Es gibt noch Hoffnung, sollten wir es schaffen die Erderwärmung auf +1.5° zu begrenzen. Bisher haben wir wenig getan um unsere Umwelt zu retten, es gibt also noch großes Handlungspotenzial!
Wir brauchen dringend und sofort „Echten Klimaschutz“, der die Natur, das Klima und die Menschen gemeinsam schützt.
In welche Richtung es weiter geht wird sich innerhalb des nächsten Jahrzehnts entscheiden. Soviel Zeit bleibt uns mit wirksamen Maßnahmen entgegen zu steuern. Das Volksbegehren Artenvielfalt hat gezeigt dass es den Bürgern in Bayern nicht egal ist, wenn jährlich tausende von Arten einfach verschwinden.
Damit es gar nicht erst so weit kommt, haben wir Ayinger Grüne ein zukunftsweisendes Programm zur Kommunalwahl geschrieben. Denn jede Gemeinde kann selbst etwas gegen das Artensterben tun!
Retten wir die Artenvielfalt, retten wir die Welt!

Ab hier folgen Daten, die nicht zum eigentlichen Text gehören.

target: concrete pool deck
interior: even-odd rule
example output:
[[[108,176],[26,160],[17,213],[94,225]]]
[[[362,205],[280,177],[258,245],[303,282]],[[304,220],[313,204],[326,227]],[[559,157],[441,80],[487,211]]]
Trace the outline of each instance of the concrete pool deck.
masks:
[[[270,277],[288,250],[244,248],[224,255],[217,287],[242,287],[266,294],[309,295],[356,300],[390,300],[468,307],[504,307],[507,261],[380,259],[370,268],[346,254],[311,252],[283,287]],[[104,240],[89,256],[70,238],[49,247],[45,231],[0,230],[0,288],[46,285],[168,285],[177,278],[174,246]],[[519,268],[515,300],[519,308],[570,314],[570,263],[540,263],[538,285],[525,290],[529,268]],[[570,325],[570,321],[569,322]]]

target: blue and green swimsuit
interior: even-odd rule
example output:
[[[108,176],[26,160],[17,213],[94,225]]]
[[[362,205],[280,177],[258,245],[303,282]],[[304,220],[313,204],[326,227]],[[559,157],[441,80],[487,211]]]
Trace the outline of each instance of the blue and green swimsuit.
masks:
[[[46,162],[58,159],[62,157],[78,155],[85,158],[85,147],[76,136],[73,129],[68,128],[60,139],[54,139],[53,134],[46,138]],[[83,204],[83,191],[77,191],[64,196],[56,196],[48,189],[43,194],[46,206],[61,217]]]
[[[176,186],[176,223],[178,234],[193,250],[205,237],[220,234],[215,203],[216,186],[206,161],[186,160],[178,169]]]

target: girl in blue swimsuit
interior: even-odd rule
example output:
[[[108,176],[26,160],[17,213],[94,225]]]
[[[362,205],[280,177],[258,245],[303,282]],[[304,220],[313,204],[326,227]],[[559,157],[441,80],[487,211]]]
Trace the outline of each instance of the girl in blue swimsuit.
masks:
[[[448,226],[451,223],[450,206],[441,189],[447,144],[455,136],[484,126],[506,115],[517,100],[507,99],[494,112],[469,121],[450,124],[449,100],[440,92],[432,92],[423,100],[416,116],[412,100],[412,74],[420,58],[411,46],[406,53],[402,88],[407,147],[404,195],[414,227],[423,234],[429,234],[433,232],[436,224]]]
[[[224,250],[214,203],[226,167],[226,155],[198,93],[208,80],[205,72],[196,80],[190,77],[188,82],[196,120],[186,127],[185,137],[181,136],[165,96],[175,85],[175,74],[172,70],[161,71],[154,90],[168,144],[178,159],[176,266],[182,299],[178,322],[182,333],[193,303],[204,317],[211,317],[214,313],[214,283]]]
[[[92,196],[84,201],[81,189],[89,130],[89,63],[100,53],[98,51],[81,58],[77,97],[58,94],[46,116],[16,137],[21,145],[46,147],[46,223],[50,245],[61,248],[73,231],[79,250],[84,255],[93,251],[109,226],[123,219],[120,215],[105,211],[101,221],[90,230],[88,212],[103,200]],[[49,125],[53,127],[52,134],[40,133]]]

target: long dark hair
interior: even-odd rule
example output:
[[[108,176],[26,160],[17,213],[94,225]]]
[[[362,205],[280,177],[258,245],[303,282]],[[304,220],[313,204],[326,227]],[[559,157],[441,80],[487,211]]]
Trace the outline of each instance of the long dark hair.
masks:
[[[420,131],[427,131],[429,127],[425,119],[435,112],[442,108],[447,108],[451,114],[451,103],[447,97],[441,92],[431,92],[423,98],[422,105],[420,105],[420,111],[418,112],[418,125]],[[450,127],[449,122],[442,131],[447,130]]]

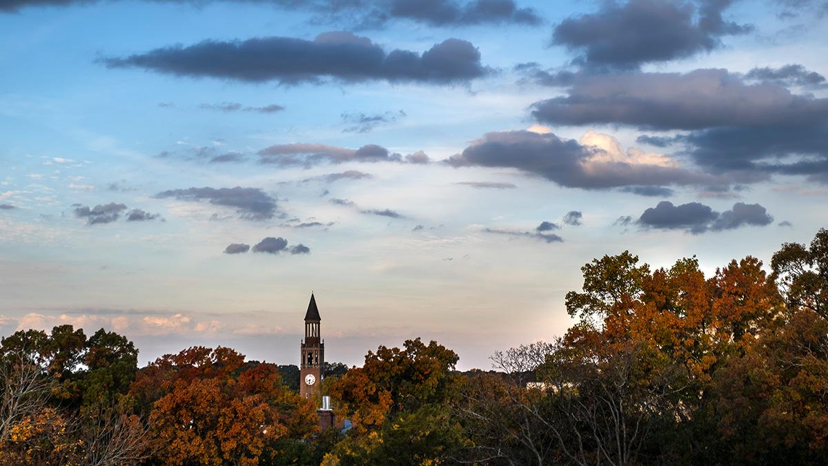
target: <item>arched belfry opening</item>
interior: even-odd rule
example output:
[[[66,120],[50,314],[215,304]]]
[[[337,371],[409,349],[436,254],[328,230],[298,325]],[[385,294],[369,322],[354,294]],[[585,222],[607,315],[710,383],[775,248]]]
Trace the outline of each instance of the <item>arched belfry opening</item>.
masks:
[[[321,338],[322,318],[319,315],[316,298],[310,294],[310,302],[305,313],[305,338],[300,347],[299,392],[311,397],[322,381],[322,364],[325,362],[325,342]]]

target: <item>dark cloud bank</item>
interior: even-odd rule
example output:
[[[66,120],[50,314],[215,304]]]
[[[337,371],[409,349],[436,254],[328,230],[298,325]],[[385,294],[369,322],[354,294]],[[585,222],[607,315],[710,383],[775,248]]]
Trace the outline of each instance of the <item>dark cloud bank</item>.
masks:
[[[631,220],[621,217],[617,223],[628,225]],[[733,230],[746,225],[765,226],[773,222],[773,216],[759,204],[736,202],[730,210],[719,213],[699,202],[675,206],[668,201],[662,201],[655,207],[644,211],[637,223],[645,228],[684,230],[699,234]]]
[[[15,12],[26,7],[70,6],[104,0],[3,0],[0,12]],[[109,0],[114,2],[118,0]],[[392,21],[411,21],[429,26],[471,26],[513,23],[537,26],[542,19],[528,7],[513,0],[152,0],[155,2],[201,6],[211,2],[261,3],[286,10],[301,10],[316,15],[315,22],[350,23],[362,28],[378,28]]]
[[[749,25],[722,16],[733,0],[604,2],[594,13],[556,26],[552,43],[578,53],[576,63],[590,68],[635,69],[643,63],[710,51],[724,36],[743,34]]]
[[[565,85],[566,95],[537,102],[532,114],[539,122],[556,125],[687,131],[672,137],[647,135],[639,142],[683,145],[703,170],[737,177],[739,182],[762,181],[772,173],[806,175],[828,182],[828,99],[794,94],[778,82],[783,77],[819,80],[797,66],[751,74],[777,79],[754,82],[727,70],[614,75],[581,71]],[[575,149],[559,150],[572,157]],[[532,171],[547,172],[543,167]],[[662,172],[659,177],[665,175]]]
[[[484,134],[446,163],[455,167],[513,167],[561,186],[584,189],[726,182],[717,176],[676,167],[625,162],[590,163],[596,150],[551,133],[501,131]]]
[[[276,199],[257,187],[189,187],[171,189],[155,195],[156,198],[179,201],[208,201],[210,204],[236,209],[240,218],[269,220],[276,215]]]
[[[75,216],[86,219],[87,225],[103,225],[112,223],[119,218],[127,211],[127,206],[109,202],[108,204],[99,204],[94,207],[74,204]],[[161,214],[151,214],[141,209],[132,209],[127,212],[127,221],[147,221],[155,219],[164,219]]]
[[[102,58],[110,68],[142,68],[189,77],[247,82],[316,83],[386,80],[452,85],[490,72],[471,43],[447,39],[421,54],[386,52],[370,39],[350,32],[325,32],[312,41],[256,37],[246,41],[204,41],[171,46],[124,57]]]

Global gesehen bräuchten wir eine Umstellung auf Öko-Land-, Wald-, und Fischereiwirtschaft, und die Renaturierung von Böden. Eine weitere wirksame Maßnahme wäre das Pflanzen von Bäumen in den Tropen und Subtropen.
Aber auch jede(r) Einzelne kann seinen Beitrag leisten, nicht nur im Hinblick auf seinen CO2 Fußabdruck, sondern auch im Hinblick auf den Artenschutz.
Dabei geht es nicht um Askese, sondern eher um bewussteres Konsumverhalten, und um das Ändern der eigenen Prioritäten.
Einen entscheidenden Beitrag zum Artenschutz kann man z.B. leisten durch:
- Bio-Lebensmittel fordern, fördern, kaufen
- Fleischkonsum reduzieren
- Lebensmittelverschwendung vermeiden
- Schutzmaßnahmen für Tiere, Lebensräume, und Umwelt.
Weitergehende Informationen zu diesem Thema gibt es in Michael Schrödls Büchern „Unsere Natur stirbt“ und „Biodiversitot“.
Referenzen:
Hallmann et al. 2017. More than 75 percent decline over 27 years in total flying insect biomass in protected areas. PLoS ONE 12(10): e0185809.
Lewis et al. 2011. The 2010 Amazon drought. Science 331: 554.
Rockström et al. 2009, Planetary Boundaries: Exploring the Safe Operating Space for Humanity. Nature 461, 472–475 (2009) doi:10.1038/461472a.